Greek Passion Kazantzakis

Nikos Kazantzakis © Universal Edition Magazine

Het onderwerp: vluchtelingen, corruptie, religieuze fanatisme, humanisme en de zoektocht naar identificatie was, is en zal altijd actueel blijven. Bitter, tragisch, maar ook mooi en zeer humaan. Martinů schreef er zelf het libretto voor, naar de roman ‘Ο Χριστός ξανασταυρώνεται‘ (Christus werd weer gekruisigd) van Nikos Kazantzakis. Het boek (en de opera) vertelt een verhaal van de overlevenden van een Turks bloedbad die onderdak zoeken in een Grieks dorp waar de lokale bevolking bezig is met de voorbereidingen voor hun jaarlijkse ‘Passie-voorstellingen’.

FILM

Greek Passion film

Er bestaan twee versies van de opera. De oorspronkelijke versie werd in 1957 door de toenmalige directie van het Royal Opera Huis afgewezen. De door Martinů drastisch bewerkte partituur werd pas in 1961 in Zurich uitgevoerd, na de dood van de componist. Deze ‘herziening’ werd in 1981 door Supraphon opgenomen en in 1999 voor televisie verfilmd (Supraphon SU 7014-9)

Vooralsnog moeten we daar genoegen mee nemen, althans wat beeld betreft.
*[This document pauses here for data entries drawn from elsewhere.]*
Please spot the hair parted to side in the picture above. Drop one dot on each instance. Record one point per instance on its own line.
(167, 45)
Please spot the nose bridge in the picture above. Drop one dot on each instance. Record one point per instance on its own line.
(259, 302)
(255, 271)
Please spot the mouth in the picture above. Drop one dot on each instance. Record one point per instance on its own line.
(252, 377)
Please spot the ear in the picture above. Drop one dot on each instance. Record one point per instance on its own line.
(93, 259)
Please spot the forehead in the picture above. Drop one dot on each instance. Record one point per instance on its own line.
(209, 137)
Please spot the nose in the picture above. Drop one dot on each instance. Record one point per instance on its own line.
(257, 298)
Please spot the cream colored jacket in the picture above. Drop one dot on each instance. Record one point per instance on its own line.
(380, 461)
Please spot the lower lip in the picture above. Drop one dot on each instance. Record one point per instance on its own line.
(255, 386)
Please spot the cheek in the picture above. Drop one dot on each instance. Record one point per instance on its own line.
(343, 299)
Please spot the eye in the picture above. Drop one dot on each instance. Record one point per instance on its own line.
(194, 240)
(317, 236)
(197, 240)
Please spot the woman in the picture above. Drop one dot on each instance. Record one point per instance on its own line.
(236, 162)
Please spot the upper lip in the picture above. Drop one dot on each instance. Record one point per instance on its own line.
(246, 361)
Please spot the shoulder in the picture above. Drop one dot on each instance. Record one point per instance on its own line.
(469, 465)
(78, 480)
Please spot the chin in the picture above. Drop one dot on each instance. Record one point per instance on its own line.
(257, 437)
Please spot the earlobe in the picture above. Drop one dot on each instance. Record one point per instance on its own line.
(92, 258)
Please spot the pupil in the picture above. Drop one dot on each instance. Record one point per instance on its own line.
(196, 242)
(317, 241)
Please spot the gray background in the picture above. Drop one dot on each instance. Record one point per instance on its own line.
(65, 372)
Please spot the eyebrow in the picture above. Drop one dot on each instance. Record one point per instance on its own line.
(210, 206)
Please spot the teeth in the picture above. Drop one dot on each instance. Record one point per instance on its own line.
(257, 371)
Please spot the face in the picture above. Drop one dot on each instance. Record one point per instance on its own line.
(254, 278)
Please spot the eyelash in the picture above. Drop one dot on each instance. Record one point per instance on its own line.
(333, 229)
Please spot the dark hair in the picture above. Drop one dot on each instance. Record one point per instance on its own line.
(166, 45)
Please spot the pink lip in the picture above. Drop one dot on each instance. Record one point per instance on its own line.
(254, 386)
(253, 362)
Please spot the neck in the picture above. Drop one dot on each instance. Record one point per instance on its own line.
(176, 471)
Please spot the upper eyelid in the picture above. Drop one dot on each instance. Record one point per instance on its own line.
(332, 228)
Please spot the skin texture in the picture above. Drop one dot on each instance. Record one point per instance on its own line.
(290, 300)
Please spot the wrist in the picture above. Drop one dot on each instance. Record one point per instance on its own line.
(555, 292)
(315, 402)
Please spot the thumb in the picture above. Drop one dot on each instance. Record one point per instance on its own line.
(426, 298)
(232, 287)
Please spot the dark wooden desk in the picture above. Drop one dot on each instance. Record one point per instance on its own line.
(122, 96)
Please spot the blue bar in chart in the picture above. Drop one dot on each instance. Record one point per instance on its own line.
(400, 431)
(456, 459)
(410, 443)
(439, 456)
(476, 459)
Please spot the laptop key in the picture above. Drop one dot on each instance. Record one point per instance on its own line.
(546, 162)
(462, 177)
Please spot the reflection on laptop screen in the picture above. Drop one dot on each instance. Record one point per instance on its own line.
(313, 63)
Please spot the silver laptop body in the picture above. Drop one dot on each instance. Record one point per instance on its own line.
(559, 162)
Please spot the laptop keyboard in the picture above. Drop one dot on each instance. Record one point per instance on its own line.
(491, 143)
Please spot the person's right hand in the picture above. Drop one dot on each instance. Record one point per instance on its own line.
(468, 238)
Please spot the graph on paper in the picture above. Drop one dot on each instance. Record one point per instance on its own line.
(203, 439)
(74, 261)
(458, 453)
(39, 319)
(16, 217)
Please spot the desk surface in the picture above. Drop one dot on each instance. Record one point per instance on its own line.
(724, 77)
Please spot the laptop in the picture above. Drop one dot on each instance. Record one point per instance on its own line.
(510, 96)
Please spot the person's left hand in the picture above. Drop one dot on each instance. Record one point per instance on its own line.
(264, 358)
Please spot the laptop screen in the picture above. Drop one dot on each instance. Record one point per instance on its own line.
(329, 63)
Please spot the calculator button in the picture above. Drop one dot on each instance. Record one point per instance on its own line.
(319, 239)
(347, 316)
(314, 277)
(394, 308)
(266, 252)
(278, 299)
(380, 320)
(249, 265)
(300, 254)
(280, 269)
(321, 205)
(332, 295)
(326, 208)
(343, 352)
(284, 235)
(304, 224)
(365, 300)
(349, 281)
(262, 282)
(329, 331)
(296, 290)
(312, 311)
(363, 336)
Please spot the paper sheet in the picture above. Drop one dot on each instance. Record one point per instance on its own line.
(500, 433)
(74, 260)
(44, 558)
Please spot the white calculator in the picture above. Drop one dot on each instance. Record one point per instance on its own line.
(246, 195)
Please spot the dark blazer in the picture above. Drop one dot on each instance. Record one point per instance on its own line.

Niet dat het slecht is, integendeel, want er valt waanzinnig veel te genieten, maar het is een film en de rollen worden gespeeld door professionele acteurs die werkelijk hun best doen om ons te doen geloven dat ze ook zingen.

De verfilming doet sterk aan Zeffirelli denken. Als u zijn Cavalleria Rusticana hebt gezien, dan weet u wat ik bedoel. Er zijn prachtige beelden van het dorre landschap en de hitte en droogte zijn haast voelbaar. De soundtrack komt van de opname door het Brno Philharmonic Orchestra onder leiding van Charles Mackerras (need I say more?) met o.a. John Tomlinson als de priester Grigoris, John Mitchinson als Manolios, Helen Field als Katerina en de solisten van het Welsh National Opera.


CD

Greek Pasion Kaftan

Onlangs is er op Oehms (OC 967) de eerste, oorspronkelijke versie van de opera verschenen, live opgenomen in Graz in maart 2016. De uitvoering is zonder meer goed. De Zwitserse tenor Rolf Romei is een zeer ontroerende Manolios en Dshamilja Kaiser een overtuigende Katerina. Het Grazer Philharmonisches Orchester wordt zeer idiomatisch en zeer aansprekend gedirigeerd door Dirk Kaftan.


Naar de foto’s in het tekstboekje (en de fragmenten op You Tube) te oordelen was de productie ook prachtig om te zien. Waarom geen DVD?